Nós, contando o outro lado da história.

Nós, contando o outro lado da história.

texto por Luana Protazio

 

“Todo comunicador periférico é um transformador por si só” assim começou meu bate-papo com essa preta incrível, durante a Semana do Hip Hop de Bauru. Nerie Bento é formada em jornalismo, integrante da Frente Nacional de Mulheres no Hip Hop – um coletivo de Mulheres no Hip Hop do Brasil que busca disseminar a cultura e discutir questões de gênero e sexualidade, e proprietária da Black Indie – Assessoria de Imprensa, trabalhando com algo inovador: assessoria de imprensa no hip hop. “É um desafio porque existem poucas mulheres assessoras de imprensa dentro do hip hop, sobretudo negras, e a assessoria nesse campo é uma coisa inovadora, ainda não é um costume de muito uso.” afirma. Nerie é também entusiasta da comunicação como ferramenta de transformação, conversamos um pouco sobre mídia preta e periférica e sua importância.

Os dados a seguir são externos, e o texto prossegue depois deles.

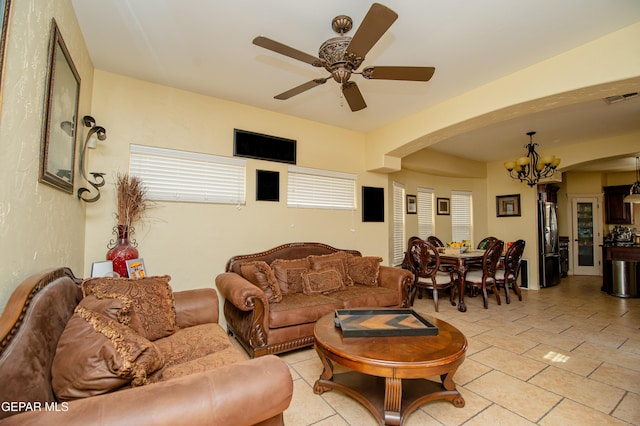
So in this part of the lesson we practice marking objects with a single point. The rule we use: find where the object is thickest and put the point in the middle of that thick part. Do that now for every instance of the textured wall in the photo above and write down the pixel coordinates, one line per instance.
(40, 226)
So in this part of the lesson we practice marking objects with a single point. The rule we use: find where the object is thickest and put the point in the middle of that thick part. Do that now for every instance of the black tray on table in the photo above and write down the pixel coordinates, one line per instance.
(383, 322)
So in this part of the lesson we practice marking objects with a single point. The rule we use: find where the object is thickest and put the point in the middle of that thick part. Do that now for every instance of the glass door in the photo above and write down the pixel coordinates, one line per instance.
(586, 233)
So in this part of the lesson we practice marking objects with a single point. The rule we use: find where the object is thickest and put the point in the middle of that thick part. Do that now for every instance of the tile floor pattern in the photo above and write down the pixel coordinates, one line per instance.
(565, 355)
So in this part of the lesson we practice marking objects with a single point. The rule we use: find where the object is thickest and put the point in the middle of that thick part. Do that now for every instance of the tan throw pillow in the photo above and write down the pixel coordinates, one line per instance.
(337, 261)
(96, 355)
(289, 274)
(325, 281)
(364, 270)
(152, 299)
(117, 307)
(261, 275)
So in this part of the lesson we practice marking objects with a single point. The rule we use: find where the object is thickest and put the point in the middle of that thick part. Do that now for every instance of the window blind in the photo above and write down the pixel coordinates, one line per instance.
(173, 175)
(321, 189)
(398, 223)
(461, 215)
(425, 212)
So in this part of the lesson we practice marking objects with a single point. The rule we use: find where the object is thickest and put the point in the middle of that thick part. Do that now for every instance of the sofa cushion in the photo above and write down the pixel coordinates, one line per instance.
(96, 355)
(194, 342)
(337, 260)
(300, 308)
(259, 273)
(364, 270)
(289, 274)
(323, 281)
(118, 307)
(195, 349)
(152, 300)
(359, 296)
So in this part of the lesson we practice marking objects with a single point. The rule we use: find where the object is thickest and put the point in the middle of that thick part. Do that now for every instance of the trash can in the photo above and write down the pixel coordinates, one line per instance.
(624, 276)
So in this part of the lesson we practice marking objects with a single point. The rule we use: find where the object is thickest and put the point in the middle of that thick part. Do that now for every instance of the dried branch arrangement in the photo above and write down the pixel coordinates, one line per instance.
(132, 199)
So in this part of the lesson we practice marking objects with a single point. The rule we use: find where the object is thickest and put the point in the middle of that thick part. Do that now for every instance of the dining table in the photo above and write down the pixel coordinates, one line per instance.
(460, 263)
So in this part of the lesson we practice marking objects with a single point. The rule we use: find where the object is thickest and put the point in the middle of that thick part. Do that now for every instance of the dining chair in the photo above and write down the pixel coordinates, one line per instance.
(425, 262)
(484, 243)
(435, 241)
(406, 262)
(486, 277)
(508, 274)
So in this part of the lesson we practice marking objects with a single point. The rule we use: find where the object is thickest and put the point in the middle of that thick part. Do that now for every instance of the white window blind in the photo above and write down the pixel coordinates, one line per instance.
(398, 223)
(425, 212)
(321, 189)
(461, 215)
(173, 175)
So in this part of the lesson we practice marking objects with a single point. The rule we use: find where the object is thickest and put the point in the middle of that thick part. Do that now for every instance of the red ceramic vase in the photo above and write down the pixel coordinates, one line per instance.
(122, 252)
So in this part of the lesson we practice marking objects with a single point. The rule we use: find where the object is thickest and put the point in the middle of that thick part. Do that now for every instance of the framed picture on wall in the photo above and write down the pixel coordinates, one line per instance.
(58, 145)
(412, 204)
(508, 205)
(443, 206)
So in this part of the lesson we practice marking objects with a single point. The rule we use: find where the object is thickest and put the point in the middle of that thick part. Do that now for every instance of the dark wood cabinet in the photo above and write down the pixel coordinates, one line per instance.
(616, 211)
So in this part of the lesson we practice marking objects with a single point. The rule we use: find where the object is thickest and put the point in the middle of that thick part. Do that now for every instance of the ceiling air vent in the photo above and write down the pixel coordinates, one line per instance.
(619, 98)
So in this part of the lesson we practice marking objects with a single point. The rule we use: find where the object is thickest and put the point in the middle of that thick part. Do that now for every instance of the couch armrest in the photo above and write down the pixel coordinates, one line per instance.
(194, 307)
(239, 291)
(397, 279)
(246, 393)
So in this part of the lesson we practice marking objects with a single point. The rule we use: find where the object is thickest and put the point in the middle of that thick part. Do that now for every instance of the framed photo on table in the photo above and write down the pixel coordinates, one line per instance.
(508, 205)
(443, 206)
(135, 268)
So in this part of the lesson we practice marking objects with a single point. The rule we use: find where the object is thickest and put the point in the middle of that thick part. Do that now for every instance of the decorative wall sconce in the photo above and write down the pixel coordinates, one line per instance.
(95, 134)
(532, 168)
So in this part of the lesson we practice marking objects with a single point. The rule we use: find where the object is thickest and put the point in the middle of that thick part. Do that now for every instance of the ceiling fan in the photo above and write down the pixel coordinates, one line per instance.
(342, 56)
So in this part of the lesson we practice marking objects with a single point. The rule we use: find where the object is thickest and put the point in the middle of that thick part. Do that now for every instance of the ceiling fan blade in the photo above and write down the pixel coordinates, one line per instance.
(377, 21)
(299, 89)
(399, 73)
(283, 49)
(353, 96)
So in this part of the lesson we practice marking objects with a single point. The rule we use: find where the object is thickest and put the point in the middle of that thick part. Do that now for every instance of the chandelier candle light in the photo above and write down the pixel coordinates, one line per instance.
(532, 168)
(634, 193)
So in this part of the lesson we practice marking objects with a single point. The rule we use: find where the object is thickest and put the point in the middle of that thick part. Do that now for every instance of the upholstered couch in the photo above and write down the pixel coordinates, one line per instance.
(71, 359)
(272, 299)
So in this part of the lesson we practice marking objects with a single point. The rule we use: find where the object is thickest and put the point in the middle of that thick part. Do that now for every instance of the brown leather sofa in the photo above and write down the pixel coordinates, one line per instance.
(238, 391)
(265, 326)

“Históricamente temos uma mídia branca, e de direita” ressalta. De fato, os principais conglomerados de comunicação no Brasil estão nas mãos de poucas famílias, como mostrou uma pesquisa realizada em 2002 sobre os meios de comunicação no Brasil, intitulado Os donos da Mídia, e portanto à serviço de ideais conservadores e elitistas, “Hoje a mídia negra é fundamental, por trazer pautas e debates com recorte especifico que nas mídias tradicionais não vamos ter, ou teremos de forma distorcida”, um exemplo citado são as manchetes com títulos pretensiosos e racistas que encontramos com frequência na mídia tradicional,

“Jovem de classe média é preso por suspeita de tráfico internacional de drogas no Rio”
quando o infrator é branco, classe média.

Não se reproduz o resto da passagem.